In the culinary world, salmon is often celebrated for its versatility, rich flavor, and health benefits. From the pristine waters of the Pacific Northwest to the bustling markets of Southeast Asia, this prized fish has inspired a myriad of delectable dishes, each reflecting the unique culinary traditions of its region. Among these creations, the Asian salmon spread stands out as a harmonious blend of flavors, texturas, and aromas. This delightful appetizer, often served on crisp crackers or toasted bread, captures the essence of Asian cuisine, combining the delicate sweetness of salmon with a symphony of savory, spicy, and tangy notes. Whether you're a seasoned chef or a home cook looking to impress your guests, this culinary journey will guide you through the steps of crafting the perfect Asian salmon spread, ensuring an explosion of flavors that will tantalize your taste buds.
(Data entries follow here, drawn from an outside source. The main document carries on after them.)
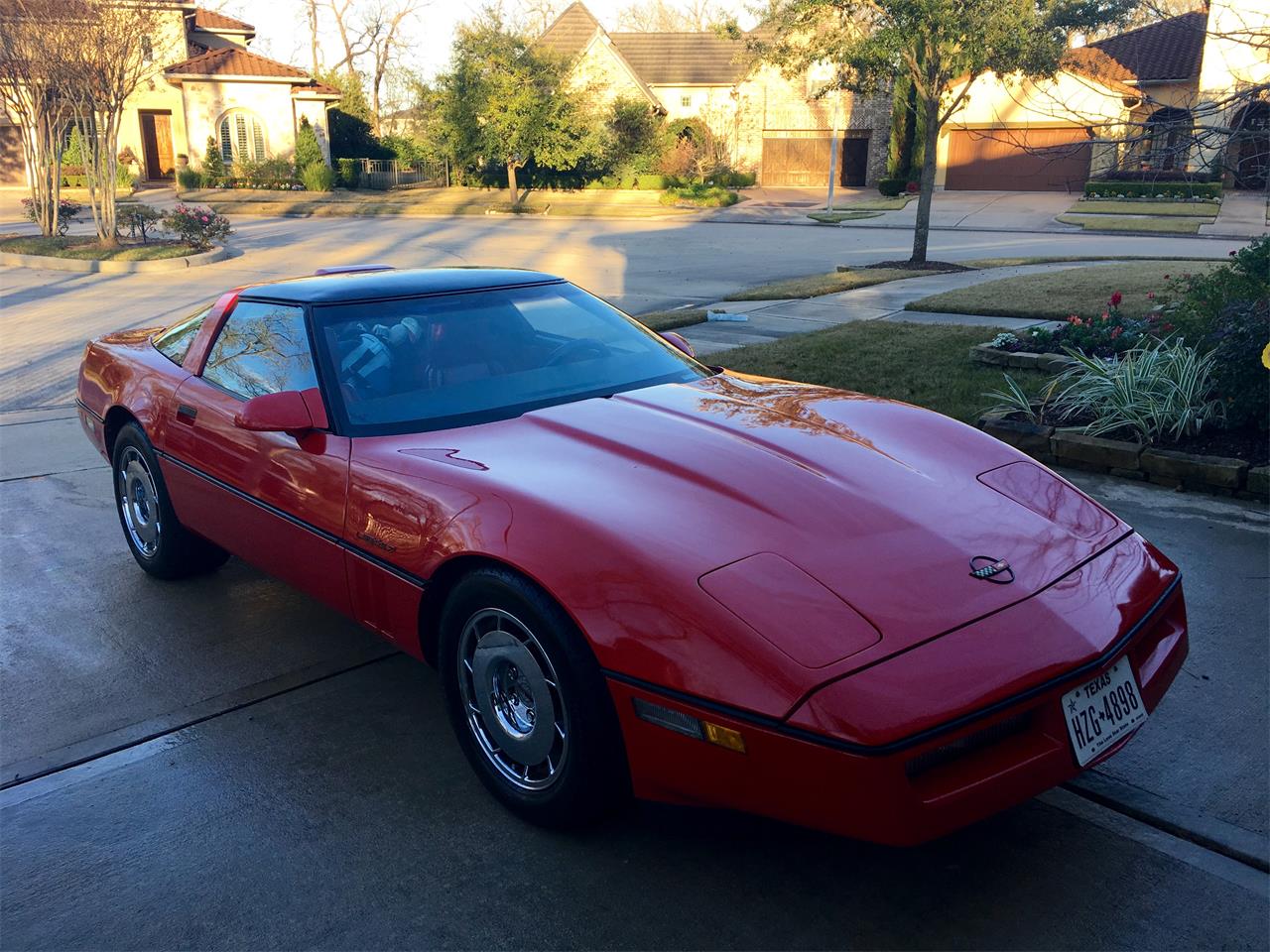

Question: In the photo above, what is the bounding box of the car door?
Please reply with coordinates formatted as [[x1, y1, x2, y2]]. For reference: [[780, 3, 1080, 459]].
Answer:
[[162, 299, 349, 613]]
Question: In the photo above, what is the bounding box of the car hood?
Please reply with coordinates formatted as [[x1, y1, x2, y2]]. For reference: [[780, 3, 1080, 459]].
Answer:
[[370, 373, 1129, 653]]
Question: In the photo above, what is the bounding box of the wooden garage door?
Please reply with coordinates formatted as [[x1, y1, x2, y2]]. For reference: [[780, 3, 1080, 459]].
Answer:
[[944, 127, 1089, 191], [763, 136, 833, 185]]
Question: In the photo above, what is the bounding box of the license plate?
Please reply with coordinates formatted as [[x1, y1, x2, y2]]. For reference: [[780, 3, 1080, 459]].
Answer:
[[1063, 657, 1147, 767]]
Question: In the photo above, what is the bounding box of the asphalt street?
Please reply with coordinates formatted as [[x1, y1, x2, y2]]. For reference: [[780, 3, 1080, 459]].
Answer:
[[0, 219, 1270, 949]]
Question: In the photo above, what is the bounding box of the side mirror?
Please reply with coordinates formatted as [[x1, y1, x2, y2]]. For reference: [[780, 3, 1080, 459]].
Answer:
[[234, 387, 327, 435], [662, 330, 698, 358]]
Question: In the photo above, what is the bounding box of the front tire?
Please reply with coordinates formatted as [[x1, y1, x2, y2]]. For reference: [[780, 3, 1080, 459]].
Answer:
[[439, 567, 630, 828], [110, 422, 228, 579]]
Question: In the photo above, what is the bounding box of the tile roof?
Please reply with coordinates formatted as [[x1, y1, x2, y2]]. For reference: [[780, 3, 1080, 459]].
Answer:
[[194, 6, 255, 35], [539, 3, 602, 56], [1089, 12, 1207, 82], [608, 33, 748, 86], [164, 46, 309, 81]]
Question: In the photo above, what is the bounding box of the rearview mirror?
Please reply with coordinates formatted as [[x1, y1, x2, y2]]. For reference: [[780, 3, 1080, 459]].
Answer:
[[662, 330, 698, 358], [234, 387, 326, 434]]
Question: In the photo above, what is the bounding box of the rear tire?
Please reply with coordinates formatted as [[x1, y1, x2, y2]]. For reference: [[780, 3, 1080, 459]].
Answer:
[[439, 567, 630, 828], [110, 422, 230, 579]]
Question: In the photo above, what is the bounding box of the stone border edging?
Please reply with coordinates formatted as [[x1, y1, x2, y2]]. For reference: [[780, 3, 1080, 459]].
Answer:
[[979, 414, 1270, 508], [0, 245, 230, 274]]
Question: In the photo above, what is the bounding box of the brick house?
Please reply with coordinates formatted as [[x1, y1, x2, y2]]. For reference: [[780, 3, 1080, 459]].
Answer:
[[936, 0, 1270, 190], [539, 3, 890, 185], [0, 0, 340, 184]]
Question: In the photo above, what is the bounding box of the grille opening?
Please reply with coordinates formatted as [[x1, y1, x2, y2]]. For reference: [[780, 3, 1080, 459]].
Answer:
[[904, 711, 1033, 780]]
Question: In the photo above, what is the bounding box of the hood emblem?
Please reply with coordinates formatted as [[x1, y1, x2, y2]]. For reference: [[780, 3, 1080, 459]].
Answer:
[[970, 556, 1015, 585]]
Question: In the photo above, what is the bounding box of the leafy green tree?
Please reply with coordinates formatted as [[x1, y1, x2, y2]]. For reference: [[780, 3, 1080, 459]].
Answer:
[[439, 10, 599, 202], [726, 0, 1137, 263], [604, 98, 662, 173], [296, 115, 325, 176], [202, 136, 230, 187]]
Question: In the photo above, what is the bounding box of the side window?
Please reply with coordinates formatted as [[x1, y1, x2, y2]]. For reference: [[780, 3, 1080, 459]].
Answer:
[[153, 304, 212, 367], [203, 300, 318, 398]]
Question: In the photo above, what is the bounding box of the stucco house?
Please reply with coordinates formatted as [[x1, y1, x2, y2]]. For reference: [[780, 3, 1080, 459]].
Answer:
[[936, 0, 1270, 191], [539, 3, 890, 185], [0, 0, 340, 184]]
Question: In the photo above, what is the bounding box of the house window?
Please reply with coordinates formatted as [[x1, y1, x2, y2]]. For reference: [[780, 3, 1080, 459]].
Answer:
[[219, 109, 266, 163]]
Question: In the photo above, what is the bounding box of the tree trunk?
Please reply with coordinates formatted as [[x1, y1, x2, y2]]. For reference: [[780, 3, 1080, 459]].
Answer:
[[909, 96, 940, 264]]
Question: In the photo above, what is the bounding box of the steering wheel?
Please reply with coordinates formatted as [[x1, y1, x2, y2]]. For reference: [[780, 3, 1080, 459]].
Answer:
[[543, 337, 611, 367]]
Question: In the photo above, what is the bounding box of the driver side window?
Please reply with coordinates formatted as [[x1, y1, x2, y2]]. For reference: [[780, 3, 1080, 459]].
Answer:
[[203, 300, 318, 399]]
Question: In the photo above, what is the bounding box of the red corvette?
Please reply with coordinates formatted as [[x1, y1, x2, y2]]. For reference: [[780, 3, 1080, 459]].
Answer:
[[78, 268, 1187, 844]]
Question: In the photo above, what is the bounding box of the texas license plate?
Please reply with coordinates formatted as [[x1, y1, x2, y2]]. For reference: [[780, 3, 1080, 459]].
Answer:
[[1063, 657, 1147, 767]]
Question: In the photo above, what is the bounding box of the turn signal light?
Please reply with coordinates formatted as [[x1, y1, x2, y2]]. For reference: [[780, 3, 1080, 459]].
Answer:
[[631, 697, 745, 754]]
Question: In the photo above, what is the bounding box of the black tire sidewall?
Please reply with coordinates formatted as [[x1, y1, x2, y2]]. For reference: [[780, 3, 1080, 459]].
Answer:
[[439, 568, 630, 826]]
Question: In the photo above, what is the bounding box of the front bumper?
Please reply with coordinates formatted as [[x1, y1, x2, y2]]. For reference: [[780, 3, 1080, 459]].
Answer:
[[608, 571, 1188, 845]]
Check out the recipes below so you can choose the best recipe for yourself!
ASIAN SALMON PATTIES
This is such an easy recipe that I can throw together super fast at the end of a long, hard day. It packs a punch of flavor with very little effort. My kids love this and request it often. Sometimes, I even make a few extra to go in their lunch boxes the next day.
Provided by Jamiefeedsfamily
Categories Appetizers and Snacks Seafood Fish Cake Recipes
Time 25m
Yield 4
Number Of Ingredients 10
Steps:
- Heat sesame oil in skillet over medium heat until it bubbles around the tip of a spoon when dipped in.
- Mix salmon, eggs, panko, bell pepper, green onions, ginger, soy sauce, sesame seeds, and five-spice powder together in a bowl. Form mixture into patties and set, evenly spaced, into the hot oil in the skillet.
- Brown patties, 4 to 5 minutes. Flip and brown on the other side, 4 to 5 minutes more. Remove patties from pan and drain on a paper-towel lined plate to drain excess oil.
Nutrition Facts : Calories 241.1 calories, Carbohydrate 12.1 g, Cholesterol 124.2 mg, Fat 12.7 g, Fiber 0.6 g, Protein 22.2 g, SaturatedFat 2.7 g, Sodium 809.1 mg, Sugar 0.6 g
20-MINUTE ASIAN SALMON
Asian salmon is quickly broiled, then coated with a tasty glaze of soy sauce, honey, and garlic. A truly easy 20-minute recipe!
Provided by Vered DeLeeuw
Categories Main Course
Time 20m
Number Of Ingredients 9
Steps:
- Heat your broiler on high and position a rack 3-4 inches below the heating element (top rack). Line a large rimmed broiler-safe baking sheet with foil and spray it with oil. Place the salmon pieces on the foil and spray them with oil.
- In a small saucepan, whisk together the soy sauce and cornstarch. Add the honey, hot sauce, minced garlic and minced ginger, whisking to combine.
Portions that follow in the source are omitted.